Le contrôleur, c’était le type (généralement un militaire à la retraite) qui faisait exactement le même job que vous, mais dont le rôle était de surveiller les surveillants ! Je ne me suis jamais fait prendre, car je ne dormais que d’un œil… Et comme je suis un excellent acteur, j’arrivais toujours à avoir l’air éveillé, même si je sortais d’un sommeil profond ! Mais nous rivalisions tous d’astuces pour tromper nos employeurs… Chacun avait son propre truc. Un de mes collègues, qui faisait ce job la nuit -mais était paysagiste le jour- avait trouvé une très bonne parade : il y avait -dans les toilettes au rez-de-chaussée de la tour- un grand placard technique vide, qui contournait le conduit de l’ascenseur, et dont nous seuls avions la clé. Le petit malin y avait installé un lit picot (vous savez, le lit pliable de l’armée, en toile kaki) sur lequel il allait régulièrement piquer son petit roupillon. Et si jamais le contrôleur arrivait, il pouvait toujours prétexter qu’il était aux toilettes !

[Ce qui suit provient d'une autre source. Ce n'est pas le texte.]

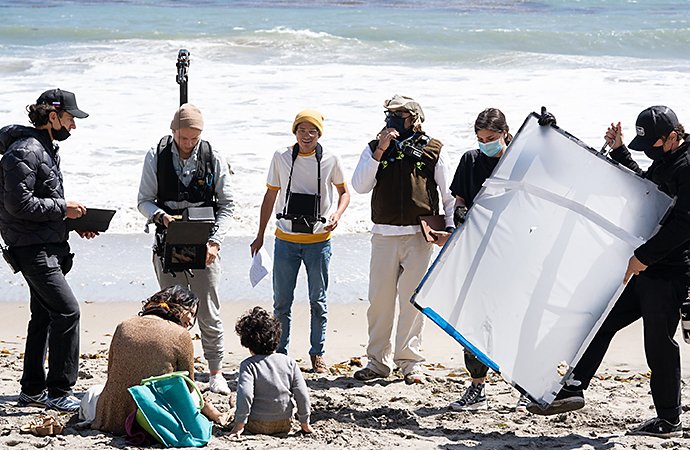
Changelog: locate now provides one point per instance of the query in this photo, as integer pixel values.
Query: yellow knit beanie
(311, 116)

Plus tard, notre employeur qui n’utilisait plus de contrôleurs (trop chers), avait trouvé une solution pour nous forcer à rester éveillés… Il nous avait équipés d’un système de bip « homme mort », dont l’alarme infernale se mettait en route dès que nous ne bougions plus. Si par hasard nous laissions sonner plus d’une minute, l’engin envoyait un signal radio au poste de sécurité de l’entreprise, qui nous envoyait un intervenant, voire la police… Même assis, nous étions obligés de remuer toutes les deux minutes, afin d’acquitter l’alarme…

Un outil certes sécurisant, mais profondément agaçant au bout de quelques heures ! Mais là encore, nous avions vite trouvé la parade : posé sur un ventilateur rotatif, le bip était suffisamment sollicité de manière aléatoire pour ne pas se mettre en marche intempestivement.

Aux frontières du réel

Le bâtiment des AGF comportait deux tours de huit étages, plus un sous sol commun sur trois étages. Tandis que tout le complexe servait de QG aux AGF, la deuxième tour abritait les locaux du Conseil général de la Gironde. Avec le recul, j’associe une couleur spécifique à chaque partie du bâtiment. Ne me demandez pas pourquoi, je n’en ai aucune idée, d’autant que je ne suis pas sûr que ces locaux aient vraiment été décorés de ces couleurs précises…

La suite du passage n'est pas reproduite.